Прочитав многозначительное для посвященных письмо, Калмыков понял, что пора ждать гостинца из-за рубежа. «Почтовым ящиком» служил Грандаевский.
Для связей с внешним миром, особенно с зарубежными «братьями», иеговисты могут использовать людей, совершенно посторонних «свидетелям Иеговы». Единоверцев стараются от риска уберечь, поручают им такие задания, которые чужому доверить нельзя. Что мог показать Шая Грандаевский, если бы его арестовали? Ничего. Он не знал ни агента, который явился с приветом от Абы Дайца, ни цели его приезда. Арестованный, он для иеговистов не представлял опасности. Все это учли, когда «там» намечали, к кому должен «пионер» явиться в первый день пребывания в Приморске. Кандидатура Грандаевского, представленная его бывшим приятелем Абой Дайцем, оказалась наиболее подходящей.
Грандаевский об этом, конечно, не знал. Шая давно пришел к выводу, что обещание переправить его за границу лживо, с неизвестным человеком он никогда больше не встретится. И, вторично увидев Калмыкова на кладбище, Шая помрачнел, глаза его стали злыми.
— Что-нибудь случилось? — встревожился Шая.
— Где? — спокойно спросил Калмыков.
— У… у вас?
— У меня?.. Все в порядке. Просто нужна ваша помощь.
— Опять?! Вы же сказали тогда, что нужен только приют.
— Не всегда выходит по-нашему. Да вы не волнуйтесь, дело — пустяк, — постарался успокоить его «пионер».

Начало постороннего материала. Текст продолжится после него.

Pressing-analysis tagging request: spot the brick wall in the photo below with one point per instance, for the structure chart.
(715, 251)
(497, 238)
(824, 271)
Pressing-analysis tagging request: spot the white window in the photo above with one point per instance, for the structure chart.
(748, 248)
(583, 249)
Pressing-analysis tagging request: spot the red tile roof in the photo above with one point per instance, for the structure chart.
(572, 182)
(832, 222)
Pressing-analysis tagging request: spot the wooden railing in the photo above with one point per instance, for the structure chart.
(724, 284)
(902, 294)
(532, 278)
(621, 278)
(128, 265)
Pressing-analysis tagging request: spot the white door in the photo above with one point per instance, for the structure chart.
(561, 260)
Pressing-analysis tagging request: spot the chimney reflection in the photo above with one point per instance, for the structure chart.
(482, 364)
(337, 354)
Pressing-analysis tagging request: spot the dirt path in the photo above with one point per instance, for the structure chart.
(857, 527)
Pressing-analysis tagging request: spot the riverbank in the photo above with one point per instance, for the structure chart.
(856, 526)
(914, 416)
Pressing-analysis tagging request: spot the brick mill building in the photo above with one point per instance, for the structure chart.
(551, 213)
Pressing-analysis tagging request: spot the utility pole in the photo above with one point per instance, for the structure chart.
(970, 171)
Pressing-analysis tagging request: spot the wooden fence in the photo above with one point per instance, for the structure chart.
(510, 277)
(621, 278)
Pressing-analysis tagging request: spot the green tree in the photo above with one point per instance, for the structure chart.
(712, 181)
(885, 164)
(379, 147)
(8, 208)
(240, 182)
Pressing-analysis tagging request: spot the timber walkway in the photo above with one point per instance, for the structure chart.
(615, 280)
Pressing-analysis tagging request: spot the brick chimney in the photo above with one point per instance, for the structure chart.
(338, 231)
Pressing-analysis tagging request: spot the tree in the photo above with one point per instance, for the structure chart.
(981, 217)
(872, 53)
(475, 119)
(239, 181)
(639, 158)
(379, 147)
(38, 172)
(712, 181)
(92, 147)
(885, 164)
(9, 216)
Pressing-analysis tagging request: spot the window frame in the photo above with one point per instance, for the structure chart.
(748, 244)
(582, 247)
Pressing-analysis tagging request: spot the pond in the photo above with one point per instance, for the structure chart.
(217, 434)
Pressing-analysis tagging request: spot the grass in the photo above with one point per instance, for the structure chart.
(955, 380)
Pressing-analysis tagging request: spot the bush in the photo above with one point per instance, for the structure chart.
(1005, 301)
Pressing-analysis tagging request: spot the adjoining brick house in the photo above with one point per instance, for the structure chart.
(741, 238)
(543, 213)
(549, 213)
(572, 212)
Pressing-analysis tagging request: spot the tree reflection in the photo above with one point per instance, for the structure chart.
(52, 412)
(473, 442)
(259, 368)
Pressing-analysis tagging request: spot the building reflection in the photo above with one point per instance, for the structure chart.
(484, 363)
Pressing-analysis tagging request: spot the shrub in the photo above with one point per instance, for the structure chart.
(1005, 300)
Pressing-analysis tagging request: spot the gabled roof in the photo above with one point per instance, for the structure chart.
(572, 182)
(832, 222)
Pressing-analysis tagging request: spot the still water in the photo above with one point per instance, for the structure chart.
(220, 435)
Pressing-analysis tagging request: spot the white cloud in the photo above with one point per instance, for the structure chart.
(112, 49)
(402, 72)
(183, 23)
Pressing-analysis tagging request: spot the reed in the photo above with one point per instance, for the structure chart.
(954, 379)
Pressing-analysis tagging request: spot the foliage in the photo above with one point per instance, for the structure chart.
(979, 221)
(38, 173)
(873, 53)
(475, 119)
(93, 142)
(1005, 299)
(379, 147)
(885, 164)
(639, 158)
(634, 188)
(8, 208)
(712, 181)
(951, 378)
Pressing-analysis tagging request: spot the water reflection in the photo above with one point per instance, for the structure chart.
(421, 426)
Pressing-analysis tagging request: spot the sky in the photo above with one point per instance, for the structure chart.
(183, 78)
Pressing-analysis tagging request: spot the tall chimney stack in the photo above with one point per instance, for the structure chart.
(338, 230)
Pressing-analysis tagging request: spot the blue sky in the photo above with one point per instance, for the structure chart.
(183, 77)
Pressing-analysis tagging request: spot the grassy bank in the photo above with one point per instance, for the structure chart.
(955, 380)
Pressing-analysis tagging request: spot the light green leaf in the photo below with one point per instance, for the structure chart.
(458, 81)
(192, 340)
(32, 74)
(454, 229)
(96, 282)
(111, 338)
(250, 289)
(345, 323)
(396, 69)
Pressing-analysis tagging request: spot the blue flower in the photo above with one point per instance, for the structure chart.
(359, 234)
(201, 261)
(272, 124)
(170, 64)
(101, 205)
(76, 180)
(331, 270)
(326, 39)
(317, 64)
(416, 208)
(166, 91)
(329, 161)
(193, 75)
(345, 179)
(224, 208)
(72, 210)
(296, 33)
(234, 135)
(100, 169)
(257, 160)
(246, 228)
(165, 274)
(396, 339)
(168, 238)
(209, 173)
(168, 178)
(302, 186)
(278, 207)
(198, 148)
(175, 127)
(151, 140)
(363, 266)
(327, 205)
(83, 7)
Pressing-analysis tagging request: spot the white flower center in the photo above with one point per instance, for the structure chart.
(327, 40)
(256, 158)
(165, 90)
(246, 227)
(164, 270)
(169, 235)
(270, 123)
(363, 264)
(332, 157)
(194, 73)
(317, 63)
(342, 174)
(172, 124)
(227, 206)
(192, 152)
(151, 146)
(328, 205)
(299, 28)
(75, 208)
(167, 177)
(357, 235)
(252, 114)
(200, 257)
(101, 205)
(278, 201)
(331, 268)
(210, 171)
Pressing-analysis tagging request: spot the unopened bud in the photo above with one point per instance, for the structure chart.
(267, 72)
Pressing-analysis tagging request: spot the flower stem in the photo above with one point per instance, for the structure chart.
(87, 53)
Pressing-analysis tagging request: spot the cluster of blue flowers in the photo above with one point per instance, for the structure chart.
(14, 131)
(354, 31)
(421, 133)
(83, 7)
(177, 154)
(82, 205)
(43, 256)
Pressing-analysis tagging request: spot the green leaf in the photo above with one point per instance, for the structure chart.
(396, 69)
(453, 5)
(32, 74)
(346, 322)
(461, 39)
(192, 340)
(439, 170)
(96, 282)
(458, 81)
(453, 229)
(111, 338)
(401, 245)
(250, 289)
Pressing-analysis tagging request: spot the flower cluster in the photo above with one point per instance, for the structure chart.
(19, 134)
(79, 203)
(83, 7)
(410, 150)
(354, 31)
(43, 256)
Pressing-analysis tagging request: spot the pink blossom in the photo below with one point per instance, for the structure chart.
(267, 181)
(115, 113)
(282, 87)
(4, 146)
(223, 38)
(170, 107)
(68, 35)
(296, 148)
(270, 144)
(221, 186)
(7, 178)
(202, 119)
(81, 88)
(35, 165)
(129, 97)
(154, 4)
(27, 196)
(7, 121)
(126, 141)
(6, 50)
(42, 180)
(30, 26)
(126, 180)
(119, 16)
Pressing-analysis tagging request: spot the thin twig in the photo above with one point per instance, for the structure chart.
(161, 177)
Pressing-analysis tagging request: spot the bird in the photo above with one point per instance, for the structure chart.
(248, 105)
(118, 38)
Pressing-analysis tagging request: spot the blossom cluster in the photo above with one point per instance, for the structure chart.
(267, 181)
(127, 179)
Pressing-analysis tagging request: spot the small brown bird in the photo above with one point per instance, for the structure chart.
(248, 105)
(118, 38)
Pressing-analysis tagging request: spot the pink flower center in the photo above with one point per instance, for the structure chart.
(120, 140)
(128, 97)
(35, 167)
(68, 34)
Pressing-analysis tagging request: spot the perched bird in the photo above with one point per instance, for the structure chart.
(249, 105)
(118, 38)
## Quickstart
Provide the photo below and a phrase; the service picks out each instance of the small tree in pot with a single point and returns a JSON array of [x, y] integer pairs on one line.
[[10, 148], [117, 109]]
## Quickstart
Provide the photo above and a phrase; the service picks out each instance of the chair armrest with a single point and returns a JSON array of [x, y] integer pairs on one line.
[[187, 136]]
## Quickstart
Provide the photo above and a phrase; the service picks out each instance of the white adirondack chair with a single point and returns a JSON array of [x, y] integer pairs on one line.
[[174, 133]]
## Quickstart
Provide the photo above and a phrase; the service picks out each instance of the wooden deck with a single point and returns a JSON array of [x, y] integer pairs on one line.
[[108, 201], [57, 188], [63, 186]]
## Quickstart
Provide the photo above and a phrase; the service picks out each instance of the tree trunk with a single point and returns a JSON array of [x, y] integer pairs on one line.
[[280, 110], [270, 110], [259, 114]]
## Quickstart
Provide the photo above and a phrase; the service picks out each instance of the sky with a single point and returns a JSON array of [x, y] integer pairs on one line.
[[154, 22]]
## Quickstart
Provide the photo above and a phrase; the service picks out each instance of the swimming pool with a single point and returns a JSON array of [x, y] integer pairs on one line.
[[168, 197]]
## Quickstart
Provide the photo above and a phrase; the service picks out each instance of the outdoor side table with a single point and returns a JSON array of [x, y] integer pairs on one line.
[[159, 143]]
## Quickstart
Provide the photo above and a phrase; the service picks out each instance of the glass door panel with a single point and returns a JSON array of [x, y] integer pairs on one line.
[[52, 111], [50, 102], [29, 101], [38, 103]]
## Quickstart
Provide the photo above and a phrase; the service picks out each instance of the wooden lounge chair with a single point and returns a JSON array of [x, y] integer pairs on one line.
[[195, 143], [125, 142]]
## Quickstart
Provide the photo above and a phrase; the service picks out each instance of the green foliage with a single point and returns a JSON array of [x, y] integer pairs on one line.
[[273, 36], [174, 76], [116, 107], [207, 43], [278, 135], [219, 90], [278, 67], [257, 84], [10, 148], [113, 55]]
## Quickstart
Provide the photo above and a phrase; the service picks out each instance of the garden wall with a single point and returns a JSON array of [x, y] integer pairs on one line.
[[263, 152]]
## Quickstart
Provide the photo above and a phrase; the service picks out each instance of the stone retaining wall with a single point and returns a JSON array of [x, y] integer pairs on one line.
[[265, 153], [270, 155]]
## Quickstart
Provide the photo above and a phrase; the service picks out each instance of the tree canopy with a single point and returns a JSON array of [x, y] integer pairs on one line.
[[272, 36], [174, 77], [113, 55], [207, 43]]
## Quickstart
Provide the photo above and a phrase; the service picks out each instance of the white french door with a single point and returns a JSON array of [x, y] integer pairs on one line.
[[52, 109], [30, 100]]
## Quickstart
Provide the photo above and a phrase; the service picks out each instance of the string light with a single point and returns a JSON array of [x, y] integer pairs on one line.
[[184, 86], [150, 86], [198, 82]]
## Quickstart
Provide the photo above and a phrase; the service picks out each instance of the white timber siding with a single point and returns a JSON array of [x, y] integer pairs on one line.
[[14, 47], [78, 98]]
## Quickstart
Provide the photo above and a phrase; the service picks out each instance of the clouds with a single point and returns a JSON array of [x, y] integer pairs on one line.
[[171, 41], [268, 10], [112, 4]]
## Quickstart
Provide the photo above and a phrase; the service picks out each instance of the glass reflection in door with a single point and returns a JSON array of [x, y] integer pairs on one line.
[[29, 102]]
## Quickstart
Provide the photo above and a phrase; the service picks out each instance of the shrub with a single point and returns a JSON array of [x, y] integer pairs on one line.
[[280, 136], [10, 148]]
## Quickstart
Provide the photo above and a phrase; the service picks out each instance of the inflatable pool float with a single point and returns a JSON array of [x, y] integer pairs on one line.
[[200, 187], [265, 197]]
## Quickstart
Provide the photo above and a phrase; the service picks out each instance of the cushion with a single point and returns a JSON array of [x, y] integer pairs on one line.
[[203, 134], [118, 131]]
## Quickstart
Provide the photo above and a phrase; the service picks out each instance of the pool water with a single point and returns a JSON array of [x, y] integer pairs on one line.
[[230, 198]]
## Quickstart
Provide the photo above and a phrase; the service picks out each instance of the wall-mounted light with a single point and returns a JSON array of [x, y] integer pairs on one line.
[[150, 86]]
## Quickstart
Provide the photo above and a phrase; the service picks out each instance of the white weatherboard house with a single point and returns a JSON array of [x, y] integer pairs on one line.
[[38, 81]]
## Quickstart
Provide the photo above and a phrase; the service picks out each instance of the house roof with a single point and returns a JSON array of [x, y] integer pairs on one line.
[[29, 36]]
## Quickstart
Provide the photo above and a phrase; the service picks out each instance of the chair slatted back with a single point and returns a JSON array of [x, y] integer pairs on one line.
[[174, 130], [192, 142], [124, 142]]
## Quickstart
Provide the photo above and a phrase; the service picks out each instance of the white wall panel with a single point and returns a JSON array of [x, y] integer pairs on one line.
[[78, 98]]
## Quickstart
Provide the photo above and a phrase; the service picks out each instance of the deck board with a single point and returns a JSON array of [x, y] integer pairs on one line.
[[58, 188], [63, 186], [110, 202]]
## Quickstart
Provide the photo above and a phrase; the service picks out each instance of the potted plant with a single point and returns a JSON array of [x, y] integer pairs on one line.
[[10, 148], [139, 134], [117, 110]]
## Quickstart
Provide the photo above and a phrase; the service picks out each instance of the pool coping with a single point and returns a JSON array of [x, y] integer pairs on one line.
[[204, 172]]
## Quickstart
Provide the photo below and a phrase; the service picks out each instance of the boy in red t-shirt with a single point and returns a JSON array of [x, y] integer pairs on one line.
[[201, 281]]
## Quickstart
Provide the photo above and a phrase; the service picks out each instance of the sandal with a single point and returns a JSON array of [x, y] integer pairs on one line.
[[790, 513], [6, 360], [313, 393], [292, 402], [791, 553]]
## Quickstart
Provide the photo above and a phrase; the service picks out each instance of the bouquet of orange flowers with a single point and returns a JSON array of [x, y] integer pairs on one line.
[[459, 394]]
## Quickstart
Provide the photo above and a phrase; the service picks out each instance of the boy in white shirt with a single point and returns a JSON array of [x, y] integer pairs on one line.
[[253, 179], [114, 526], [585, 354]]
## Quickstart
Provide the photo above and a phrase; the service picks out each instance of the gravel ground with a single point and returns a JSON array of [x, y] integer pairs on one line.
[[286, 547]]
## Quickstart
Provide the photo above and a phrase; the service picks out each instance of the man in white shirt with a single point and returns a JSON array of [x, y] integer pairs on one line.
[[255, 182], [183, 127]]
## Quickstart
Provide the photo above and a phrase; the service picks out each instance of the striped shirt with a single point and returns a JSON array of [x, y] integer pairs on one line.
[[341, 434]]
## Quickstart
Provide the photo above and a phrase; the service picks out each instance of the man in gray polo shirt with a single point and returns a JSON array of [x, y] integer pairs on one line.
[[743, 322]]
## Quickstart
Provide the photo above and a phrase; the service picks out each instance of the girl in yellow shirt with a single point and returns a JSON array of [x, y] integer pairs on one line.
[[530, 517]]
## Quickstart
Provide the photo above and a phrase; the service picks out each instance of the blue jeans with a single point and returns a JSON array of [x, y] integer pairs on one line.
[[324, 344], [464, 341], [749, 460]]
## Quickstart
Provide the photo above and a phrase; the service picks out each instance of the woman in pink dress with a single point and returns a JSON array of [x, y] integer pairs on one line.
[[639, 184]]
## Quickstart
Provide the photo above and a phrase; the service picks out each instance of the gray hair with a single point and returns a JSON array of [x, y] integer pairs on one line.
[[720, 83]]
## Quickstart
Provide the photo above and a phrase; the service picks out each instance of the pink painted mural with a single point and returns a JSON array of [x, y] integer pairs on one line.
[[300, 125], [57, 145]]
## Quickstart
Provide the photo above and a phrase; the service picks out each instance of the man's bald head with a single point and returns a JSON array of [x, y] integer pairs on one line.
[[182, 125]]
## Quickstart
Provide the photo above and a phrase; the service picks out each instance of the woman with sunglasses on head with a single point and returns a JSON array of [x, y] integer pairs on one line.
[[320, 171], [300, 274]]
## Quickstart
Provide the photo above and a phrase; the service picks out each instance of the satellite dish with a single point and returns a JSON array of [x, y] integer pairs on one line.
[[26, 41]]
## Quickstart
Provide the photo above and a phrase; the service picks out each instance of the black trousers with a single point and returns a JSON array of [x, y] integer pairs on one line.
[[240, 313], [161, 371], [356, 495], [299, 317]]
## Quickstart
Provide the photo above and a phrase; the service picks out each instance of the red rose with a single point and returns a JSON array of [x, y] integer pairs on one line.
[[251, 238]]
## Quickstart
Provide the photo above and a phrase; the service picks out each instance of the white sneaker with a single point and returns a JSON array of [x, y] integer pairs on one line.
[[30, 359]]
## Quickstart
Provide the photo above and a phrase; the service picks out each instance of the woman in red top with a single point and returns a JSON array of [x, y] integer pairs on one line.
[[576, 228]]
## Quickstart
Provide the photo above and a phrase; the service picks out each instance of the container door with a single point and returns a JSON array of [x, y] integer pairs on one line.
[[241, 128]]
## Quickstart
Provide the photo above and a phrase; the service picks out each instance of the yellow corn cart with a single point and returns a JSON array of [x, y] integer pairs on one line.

На опухшей небритой щеке Шаи задрожал мускул.
— Вот что, как вас звать не знаю, — грубо сказал Грандаевский. — Не буду вам помогать и все! Не буду. Отвяжитесь раз и навсегда!
Калмыков тоже рассердился. Этот человек каждый раз вызывал в «пионере» недоброе чувство. Так было с первой минуты встречи, так стало и сейчас.
— После того, как вы мне однажды помогли, слово «не буду» исключается, — ответил Калмыков на резкую реплику Шаи.
Шая понял, что он прав. Согласился раз, будешь покорен до конца.
Грандаевский молчал. Молчал и Саша. Ему стало чуть жаль Грандаевского — несчастного, опустившегося.
Моня подошел к ним, хотел заговорить с Шаей.
— Убирайся прочь, несчастный! — огрызнулся Шая. — Проваливай!
Саша понял подтекст этих слов: Грандаевский смирился.
— Ну вот, — сказал Калмыков таким тоном, будто никакого спора между ними не было. — На ваше имя скоро придет посылка от Юлиана Турчака из Варшавы. Получите ее и не вскрывайте Поставьте на подоконник вашей комнаты какой-нибудь предмет: бутылку, лампу, кувшин, — что хотите. Тогда я приду.
— Понимаю, — упавшим голосом ответил Шая. — А что там, в посылке?
— Разные вещи, — неопределенно ответил Калмыков. — Обыкновенные. Кое-что перепадет и вам…
Посылка прибыла. Шая сделал все, как было приказано.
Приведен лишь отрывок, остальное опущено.